One of my colleagues here observed, "When Africans are mournful they sing, and when they are joyful they also sing." I'd say that's seems to be true. My first clip here is of Sandisulwazi students entering school on a Monday. Not sure if that counts as mournful or joyful, but the students spontaneously burst into song as they entered the school compound.
This second clip is from the equivalent of a student of the quarter presentation this last Wednesday. Not a lot of teaching was accomplished this day. It started with a song, then some of the students started dancing, then some of the parents (several of whom are wearing traditional Xhosa dress) got into it. My camera unfortunately ran out of gas just as the whole ceremony devolved into a dance party. The principal was trying to restore order, but eventually he gave up and joined in. Okay, not enough furniture, teachers, books or calculators, but a lot of spirit. That counts for something.
So in the middle of nowhere in the Free State is the small rural school of Unicom. Of all the schools I've visited, Unicom is the especially well suited to partner with Ithaca High School. Their grounds and buildings are over a hundred years old, but because of their excellent exam results they have been given a lot of attention by the province and the University of the Free State. Consequently they have a very modern computer lab, and a very knowledgeable leader in my host and fellow math teacher, Victor Fekefeke. A lot of the students actually live on campus in dorms because they come from distant farms. The school has beautiful grounds and they raise their own cattle and chickens. It's a nice break from the townships: quiet, crime-free and peaceful.
Here are some final pictures from Soweto and Moletsane High School. I should mention that the students at Moletsane are very eager to establish contact with the students at Ithaca.

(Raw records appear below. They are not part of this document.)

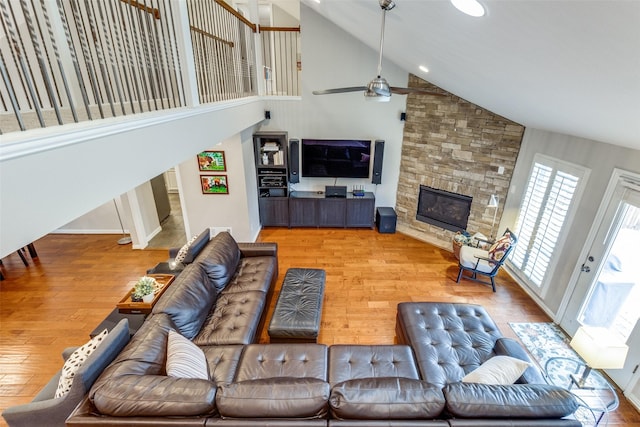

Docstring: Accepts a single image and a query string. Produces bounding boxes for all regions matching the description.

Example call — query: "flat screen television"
[301,139,371,178]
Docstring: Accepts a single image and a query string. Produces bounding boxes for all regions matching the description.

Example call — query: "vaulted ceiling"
[301,0,640,150]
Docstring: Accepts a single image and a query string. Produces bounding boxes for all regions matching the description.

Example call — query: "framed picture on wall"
[200,175,229,194]
[197,151,226,172]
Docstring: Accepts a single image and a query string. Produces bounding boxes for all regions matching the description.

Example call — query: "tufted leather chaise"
[396,302,581,426]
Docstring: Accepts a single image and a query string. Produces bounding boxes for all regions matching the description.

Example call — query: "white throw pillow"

Some video appearances from the students at Moletsane High School in Soweto.
Botlhabelo is the high school serving the youth of Oukasie township. It is the school I taught at in 2003, and my first stop on my tour of South African schools. It has about 1300 students in grades 8-12, roughly the same size as Ithaca High School, although only about 30 teachers, which is about a third of the IHS faculty. Class sizes range from 40 to 50. There is a chronic shortage of text books and other materials. I will never forget my first day teaching there. All I wanted was for my students to do some problems from the text book so I could gauge their level. But none of them had books, many did not even have pencils, and when I went to write on the chalk board there was no chalk.
You might think that a school like this would be targeted for extra funding, but in fact schools in South Africa receive a flat rate from the provincial government, the rest is made up through local fees. Of course this has the effect of maintaining the economic status quo. White schools generally have access to a richer tax base. In Oukasie, where the majority of parents are unemployed, the school receives virtually no additional funding. If this seems crazy, keep in mind that it's pretty much the same system in the U.S., with much the same effect.
Not surprisingly, the drop-out rate is about 70% by grade 12. There is constant finger pointing between the district, the teachers, the community and the students, but the truth is the situation is simply unworkable. That being said, there is a surprising and inspiring degree of commitment on all sides. I visited during their week-long Easter break, and teachers were showing up on their own time, to work with students who came in for extra lessons.